I firmly believe that people genuinely seek to be successful — especially socially — and when they screw up with me, it’s often because they’re out of their depth. They’re trying to move up to a new level, and their initial attempts are blundering at best. Yes, sometimes they can be mean-spirited assholes. But what does that have to do with me? Nothing. I just don’t have to meet them halfway — or meet them anywhere.

Regardless of what folks are doing outside of myself, I have to tend to what my interior experience is like. I’m responsible for my own interpretations of things. And I’m responsible for coming up with my own solutions. Ironically, I learned the most about how to advocate for myself from my late mother-in-law, who was very ill from a very young age. She knew how to make sure she got what she wanted and needed, and I learned all about how to interact with able-bodied people as a disabled person, from watching her tear through life like hell on wheels. She didn’t settle for being treated as “less than” by anyone — man, woman, or child. She stood up for herself. She was fierce. And she was severely limited, physically. She was an invalid. But you know what? She Tore . It . Up. She never settled for less. If anything, she pushed everyone around her to do better, be better, and also make sure she got what she needed.

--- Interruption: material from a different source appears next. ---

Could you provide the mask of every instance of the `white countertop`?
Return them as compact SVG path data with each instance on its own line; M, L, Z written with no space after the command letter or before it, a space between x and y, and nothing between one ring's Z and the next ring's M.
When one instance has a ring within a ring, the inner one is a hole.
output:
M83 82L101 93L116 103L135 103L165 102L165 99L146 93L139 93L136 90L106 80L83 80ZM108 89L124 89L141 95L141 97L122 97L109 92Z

I swear to god, I need to write about her, sometime. She blew away all the presuppositions about what it means to live disabled in the world.  She was disabled, but she was more able than a lot of non-disabled folks. She moved the world from her place in it — like FDR in his wheelchair. She didn’t wait for anyone to offer things to her. She decided what she wanted, and she got it. Heaven help you if you stood in her way.

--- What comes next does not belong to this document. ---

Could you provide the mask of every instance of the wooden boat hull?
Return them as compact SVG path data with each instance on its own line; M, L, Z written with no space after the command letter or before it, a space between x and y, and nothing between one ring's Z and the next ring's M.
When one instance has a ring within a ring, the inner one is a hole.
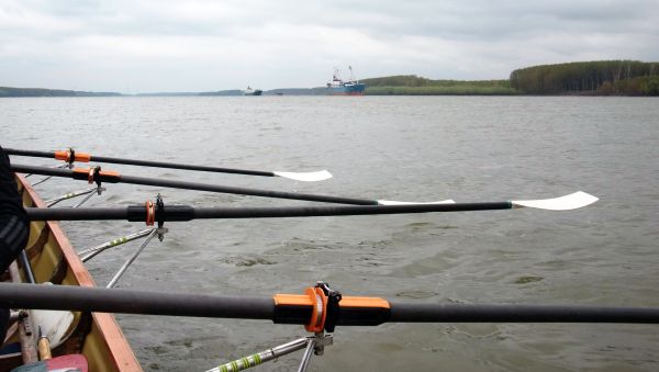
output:
M43 200L24 177L18 174L16 183L25 206L45 207ZM96 285L56 222L31 222L25 252L37 283ZM12 281L25 281L24 270L16 262L12 263L10 273ZM72 314L74 320L65 340L53 349L54 357L81 353L87 358L90 371L142 371L112 314L81 312ZM25 361L34 360L34 350L31 349L36 347L36 330L30 329L31 327L30 324L25 326L25 322L16 322L10 327L5 346L20 342L22 337L23 347L20 352L0 356L0 370L10 370Z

So, I’m done with internalizing the messages about “disorder”. I’m done with even worrying about my “disordered” state. Please. Don’t even start with me. Look around — who’s disordered here, exactly? Nobody like me would ever have created the circumstances around us, and autism-and-all, chronic-pain-and-all, underemployment-and-all, near-bankruptcy-and-all, I’ve been putting my proverbial shoulder against the wheel of social change and justice pretty much my entire life.

A lot of shit that tweaked me, months ago, I realize was not worth the investment of energy. Getting tweaked about others’ dramas is not worth the soul-sink. I’ve put filters up on Twitter to block out obnoxious wailing and gnashing of teeth about THE END OF THE WORLD AS WE KNOW IT, as well as the dire predictions of ALL THE PEOPLE WHO WILL DIE. Sheesh. First of all… No, never mind. I’m not going there.

There are so many other places to “go”, and I need to take leave of the old, worn-out thinking that by increasing my own suffering, I’ll somehow reduce someone else’s. You can think that if you like, but I differ.

If you agree with me, then great. Or not. Doesn’t matter.

At the end of it all, what matters most is that my life is my own, I’m responsible for my own thoughts and experience and expression. The rest of it… it’s being taken care of by others who own their piece of it. If they don’t do right by their part, that’s too bad. But it has nothing to do with me — not their conceptions of disorder, their ideas of what’s right and what’s wrong, their devotion to a constellation of meanings that’s literally in a different universe than my own.

So it goes. The weekend is here. It’s time for my Saturday morning walk.